SavePartial is already parsed and accepted in the step list but is not yet active. Implementation will:

[ ] Write a Parquet or CSV checkpoint after completing all row iterations at the marked step
[ ] Detect existing checkpoints on startup and skip already-scraped rows
[ ] Allow resuming an interrupted scrape without restarting from zero
[ ] Expose a resume=True flag on MEFScraper.run() to opt into checkpoint recovery

# Planned behavior
steps = [
    ...
    Rows(),
    ClickBtn(BTN.DEPARTAMENTO),
    SavePartial(filename_prefix="departamento"),  # will checkpoint here
    ...
]
MEFScraper(steps, master_dir_save="./data/mef/").run(2023)
# If interrupted and re-run, already-saved departments are skipped

📋 Planned Features¶

Async / Concurrent Requests¶

[ ] asyncio-based HTTP requests to parallelize row iterations at each step
[ ] Configurable concurrency limit (max_workers) to avoid overwhelming the MEF server
[ ] Estimated time remaining based on rows completed

`OnMissing` Full Implementation¶

[ ] OnMissing.SKIP — silently skip steps where no row matches the filter
[ ] OnMissing.RAISE — raise ValueError on missing rows (useful for strict pipelines)
[ ] OnMissing.RECORD — log misses to a scraper.missing attribute for post-run inspection

Retry Logic¶

[ ] Automatic retry with exponential backoff for network errors and MEF 500 responses
[ ] Configurable max_retries and retry_delay parameters on MEFScraper

Output Formats¶

[ ] .save() method to write results directly to CSV, Parquet, or Excel
[ ] Optional column renaming / localization to Spanish descriptive names

Extended Year Support¶

[ ] Monitor MEF portal for v8 migration and update URL/column configs accordingly

🐛 Known Limitations¶

The MEF portal is occasionally down or slow — no retry logic yet.
SavePartial steps are parsed but do nothing at runtime.
OnMissing enum is defined but not yet enforced in _proces_step.
Very large result sets (all municipalities, all years) can be slow due to sequential HTTP requests.

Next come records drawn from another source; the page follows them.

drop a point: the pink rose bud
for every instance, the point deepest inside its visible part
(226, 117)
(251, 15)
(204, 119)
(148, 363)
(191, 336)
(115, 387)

💡 Ideas Under Consideration¶

A MEFScraper.preview() method that simulates the first step offline and returns the initial table without making further requests.
CLI entrypoint (perustats mef run ...) for one-off queries without writing a script.
Integration with perustats caching layer (shared with BCRP module) to avoid redundant requests.